El silfo calló. Su mirada había quedado prendida en el horizonte, donde se veían las altas paredes de la Cordillera Cambiante. Tanto Jack como Victoria intuían cuál había sido el final de la historia.

—Entonces la magia también era joven —prosiguió el silfo— Los magos cambiaron las montañas de lugar, pero no calcularon el alcance de su poder. Hoy día, las montañas siguen cambiando. Por eso los magos dicen a menudo que «la magia mueve montañas».

—No conocía esta historia —dijo Victoria, fascinada—. Gracias por contárnosla.

El silfo respondió con una inclinación de cabeza. Victoria se puso en pie.

—Hemos pasado muchos días en la Cordillera Cambiante, y me temo que estamos perdidos. ¿Podrías indicarnos el camino?

—Eso depende de adónde queráis ir.

—Vamos hacia el sur —intervino Jack—. Hace tiempo que partimos del bosque de Awa, pero no sabemos si lo hemos dejado atrás.

—Muy atrás —confirmó el silfo—. Si seguís hacia el sur, pronto llegaréis a Gantadd.

Jack sonrió. Eso eran buenas noticias, significaba que sí habían avanzado mucho a pesar de todo.

—¿Hay alguna manera de cruzar las montañas? —Preguntó— No nos gustaría tener que atravesar el bosque de los trasgos. El silfo rió suavemente.

—Oh, sí, la hay. Los magos crearon un paso seguro a través de la cordillera. Una senda que nunca cambia. Las montañas se mueven a su alrededor, pero no la bloquean nunca, ni pueden cambiarla de lugar.

Los Ojos de Neliam era el nombre del conjunto de lagos cristalinos que formaban los afluentes del río Mailin en pleno corazón de Derbhad. Aquellos lagos eran el hogar de náyades, ondinas, silfos acuáticos y demás hadas de los ríos y los manantiales. Pero en los más grandes también habitaban algunas tribus de varu que siglos atrás se habían adaptado al agua dulce, y ellos habían llamado «los Ojos de Neliam» a aquel lugar en honor a su diosa.

Era una tierra agradable, fácil de recorrer, porque la vegetación era fresca sin ser tupida, y el terreno era blando sin ser fangoso. Además, Gaedalu necesitaba entrar en el agua regularmente, por lo que agradecía la presencia de los lagos y los arroyos.
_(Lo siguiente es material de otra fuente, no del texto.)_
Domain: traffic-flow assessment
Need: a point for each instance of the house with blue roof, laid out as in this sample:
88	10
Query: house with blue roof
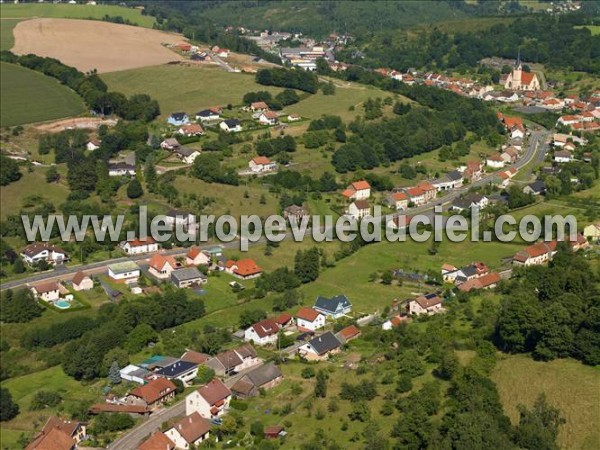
334	307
La Madre y su escolta no encontraron grandes problemas a lo largo de su viaje. En cierta ocasión estuvieron a punto de ser descubiertos por un shek que se bañaba en uno de los lagos, pero las náyades los ayudaron guiándolos a un sector de la orilla donde la vegetación era lo bastante espesa como para poder ocultarlos.

Shail todavía no había hablado con Zaisei. Los primeros días estuvo más preocupado por mantener activo el hechizo que los mimetizaba con el suelo que pisaban, y también por guardar el equilibrio sobre su paske. Aunque las hadas habían improvisado un arnés que lo mantenía sujeto a la silla, resultaba difícil montar con una pierna menos.

Tampoco Gaedalu le daba conversación. Sólo hablaba con él cuando era estrictamente necesario, y el resto del tiempo lo ignoraba, como si no estuviera allí.

Por esta razón, el joven mago se mostró sorprendido cuando, una noche, la Madre hizo retroceder a su montura hasta situarla junto a la de él.

—Venerable Gaedalu —murmuró Shail.

La varu respondió al saludo con una inclinación de cabeza. Por un momento no dijo nada. Ambos siguieron cabalgando bajo la clara luz de las tres lunas.

«Tú has estado al otro lado», dijo entonces Gaedalu.

Shail tardó un poco en comprender a qué se refería. —¿En la Tierra?